18 September 2022 2:52 AM (transnaturalism | musing)
Let's consider the hedonic treadmill. Briefly, this is the phenomenon where humans who experience a pervasive change in life circumstance will feel very happy or sad about it and then slowly return to somewhere around normal. This is somewhat unfortunate if you happen to be a human. It means you can invest lots of time and resources into improving your circumstances and eventually end up only a little bit happier than you were before, if that.
Because the naturally evolved mind is a pile of kludges on kludges on kludges on kludges, if you pull on a string and unravel part of it, the likely person you would become is someone you don't want to be. Rolling around in bliss at the fact you have ready access to nutrition, your preferred climate any time of the day or night, and outstanding beauty from examining a leaf or the ripples on water might be fun, but most people would prefer not to become someone who does nothing but roll around in bliss all day long-term.
The returns aren't exactly to normal. People who were in food insecurity for a while are generally happier long-term after achieving food security. Not lots happier, but happier. In many cases who acquire disabilities will experience extreme distress for a while that eventually rises up close to their previous level. People with congenital disabilities that are later improved will tend to feel much happier for a while and then go back to somewhere near the previous level. This matches my own experience both with an acquired then cured medical condition, and with improvements in public transportation enhancing my mobility.

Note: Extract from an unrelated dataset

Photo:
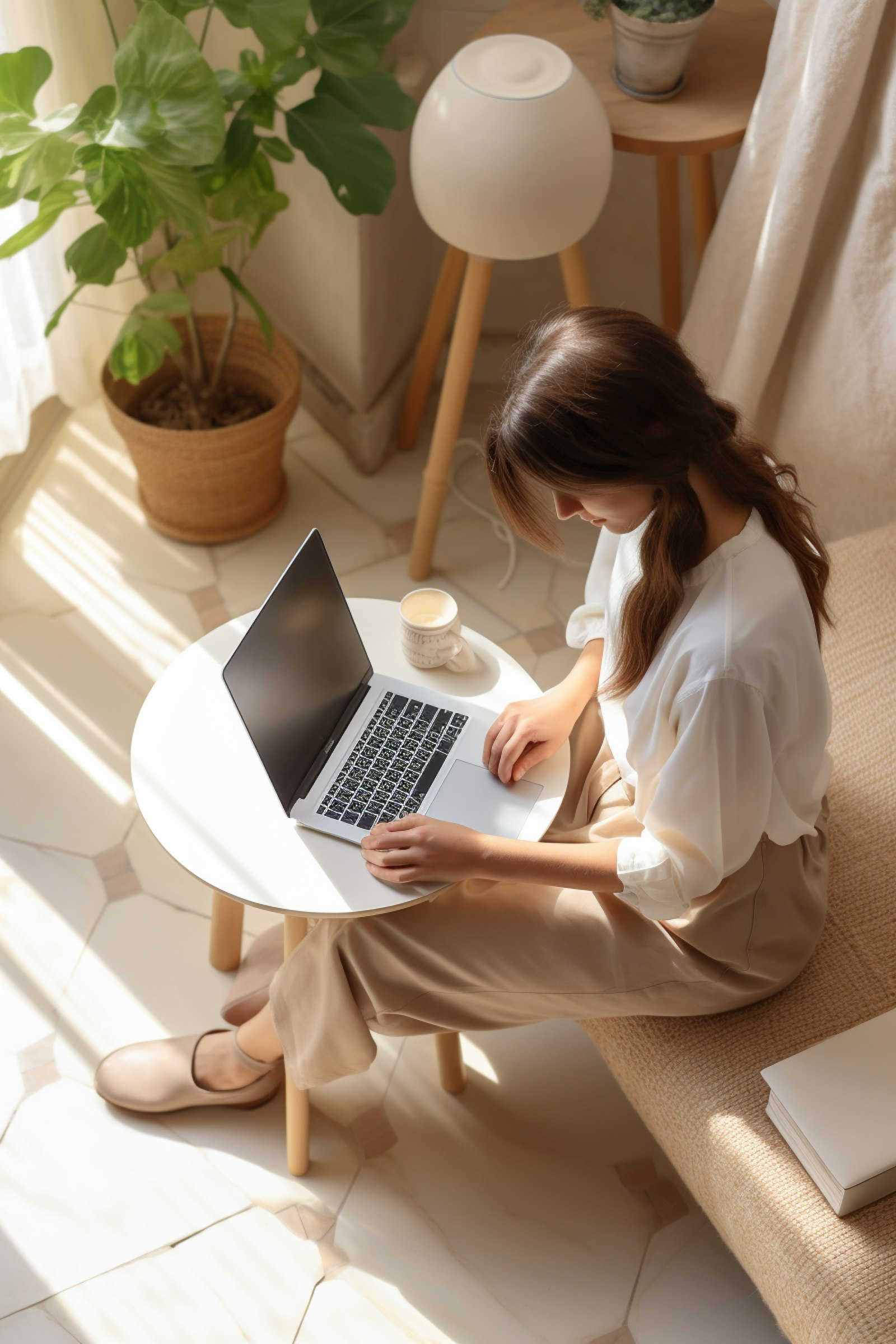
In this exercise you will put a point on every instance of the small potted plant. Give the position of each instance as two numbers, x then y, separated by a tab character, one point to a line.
652	41
178	162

This leads to a thought experiment: If we could install memories of having been disabled in an able person, would they experience the same temporary increase in wellbeing? But then we have to ask, Which kind of memory? There are multiple memory stores. Broadly speaking there's the explicit memory (autobiographical being the most well-known type) and the implicit memory (with procedural memory of skills one can use without consciously thinking through them as the most well-known type.)
Intuitively, it seems that autobiographical memory shouldn't be enough. If we dream of being incapacitated we might feel a sense of relief on waking, but we don't enjoy the same kind of liberated well-being that we do after relief of intense but short-lived back spasm, or at least I don't.
We can imagine a world where someone with permanent anterograde amnesia develops paraplegia and wonder whether they would go through the same pattern of returning to near the previous baseline. If so then that pattern should be based on the implicit memory, as implicit memory has been shown to be intact in these cases. Anterograde amnesia is so rare I don't actually know whether anyone who suffers from it has ever experienced that kind of serious disability while retaining otherwise good health and then going on to live for some time.
They have, however, experienced anterograde amnesia, one of the most debilitating conditions one can have. Anecdotal evidence (Oliver Sacks, various interviews and stories on famous cases) suggests that at least some follow the pattern. If this is the case it suggests that the implicit memory might be the driver of the hedonic treadmill.
It feels plausible that our implicit memories might adapt and self-correct for differing difficulty levels, that our feeling of baseline happiness might go down if we keep hitting more difficulty than we've calibrated for in actions and go up when things feel easier. This is complementary to ideas that link mood disorders to the brain's level of perceived predictive error.
If it is correct, it supports my intuition that learning is an activity that can reliably escape the hedonic treadmill. Even if much learning feels like gaining declarative, explicit knowledge, learning to think in certain ways, manipulate symbols according to certain rules, developing domain appropriate intuition and the like exercise the implicit memory (as demonstrated by analogues of the Tetris effect from learning theoretical subjects like math or physics.) It also gives me interesting worldbuilding ideas for fictional transnatural civilizations that intentionally modify implicit memory to expect more difficulty to increase overall wellbeing.
I wondered if any antidepressants target the implicit memory and my brief investigation indicates that the answer 'we don't know' because we're only starting to get the slightest idea how implicit memory even works. However, I did run into a study that measured verbal tasks thought to exercise explicit and implicit memory separately, and found that people suffering from major depression had deficits in the explicit but not implicit memory task relative to their performance during remission. This does not contradict my idea but it doesn't support it either. If major depression correlated strongly with a deficit in implicit memory, I'd definitely think I was on to something.